El Dalai Lama, la eterna espina
Comentábamos ayer que el Gobierno chino no parece muy dispuesto que digamos a cambiar las reglas del juego en ese enorme país. El Partido Comunista seguirá teniendo el monopolio del poder, no se prevé que haya ningún tipo de apertura, ni permitirá que nadie le lleve la contra al discurso oficial. Así pues, nada nuevo bajo el sol.
Sin embargo, los comunistas chinos no pueden impedir que en otras partes del mundo discrepen de su forma de hacer las cosas.

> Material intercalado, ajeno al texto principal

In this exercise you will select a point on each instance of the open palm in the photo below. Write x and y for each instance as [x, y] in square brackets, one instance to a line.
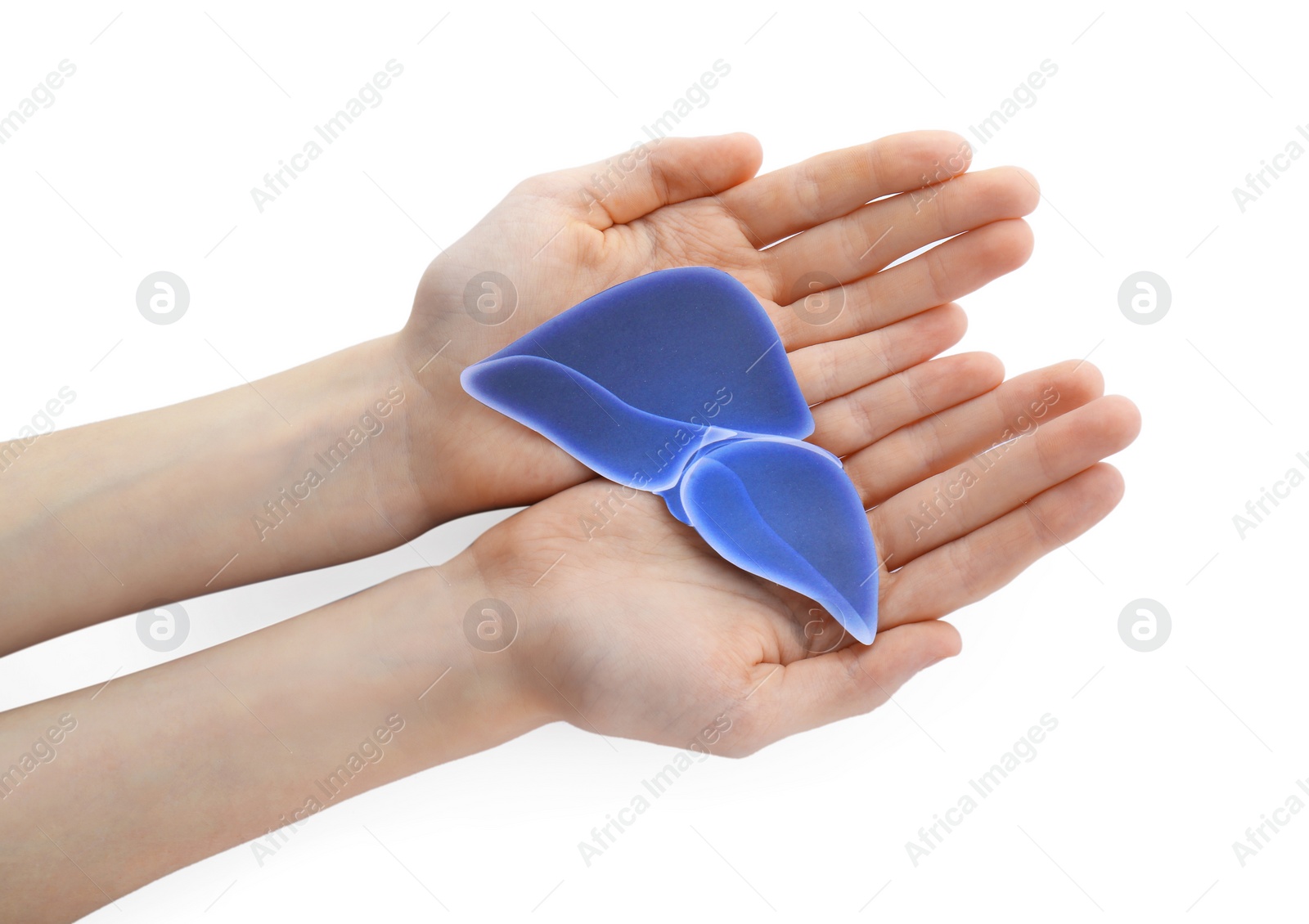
[809, 241]
[632, 626]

Y que una espina que los molesta desde hace casi medio siglo les siga causando escozor.
Esa espina es el Dalai Lama, el líder espiritual del pueblo tibetano, quien tuvo que huir de su país cuando las tropas de Mao lo invadieron en 1959. Ni las enseñanzas de Brad Pitt lo salvaron del imperialismo chino, que si en aquellos entonces no tenía ninguna justificación, ahora menos. Lo peor es que en estos casi cincuenta años, el Gobierno chino se ha propuesto borrar la cultura tibetana, cerrando monasterios, persiguiendo monjes y colonizando el Tíbet con chinos que no tienen nada qué ver ni qué hacer ahí.
Desde el exilio, el Dalai Lama ha sido un eficaz portavoz del clamor de su pueblo. Con sus maneras afables y una espiritualidad que le brota por los poros, ha sabido concitar simpatías hacia el Tibet; que, de otra manera, quizá sería un tema marginal y desconocido.
Por supuesto, la comunidad internacional puede sentir mucha simpatía por el Tíbet, pero tiene que vérselas (y tener relaciones comerciales) con ese coloso que es China. Y como decíamos, a China el asunto de Tíbet y el culturicidio que está ejerciendo ahí no es un tema que le guste se traiga a colación en el escenario internacional. Después de todo, es un asunto muy sensible para un país que quiere jugar un papel importante a nivel global en el Siglo XXI: que se le acuse de invasor, opresor y destructor de una cultura y forma de vida milenarias.
Por ello China pone el grito en el cielo cada vez que sobre el Dalai Lama inciden los reflectores internacionales. En 1989, por ejemplo, hizo un gran pancho cuando se le otorgó al sereno monje el Premio Nobel de la Paz. Y en estos días, armó otro escándalo cuando el Gobierno de Estados Unidos le entregó al Dalai Lama la más alta condecoración civil que puede otorgar. Por supuesto, siguiendo su costumbre, el Gobierno chino mostró de mil maneras su rotundo enojo porque la Unión Americana anduviera grillando con asuntos internos de China. Al menos así lo ven ellos.
Lo que sea, la Casa Blanca trató de mantener todo el asunto debajo del radar internacional. Por ejemplo, no hubo oportunidad de fotografía de la reunión de Bush con el Dalai Lama. Dialogaron, pero muy en privado y sin enfrentar luego a la prensa. Para los Estados Unidos eso representa una concesión a los chinos. Pero para éstos, el solo hecho de haber reconocido a ese hombre como representante de alguien o de algo, es una cachetada guajolotera. Y claro, el Dalai Lama seguirá siendo una fuente de disgustos para los chinos durante mucho, mucho tiempo. Bien por él, uno de los pocos líderes que hacen algo por su pueblo… y de manera pacífica.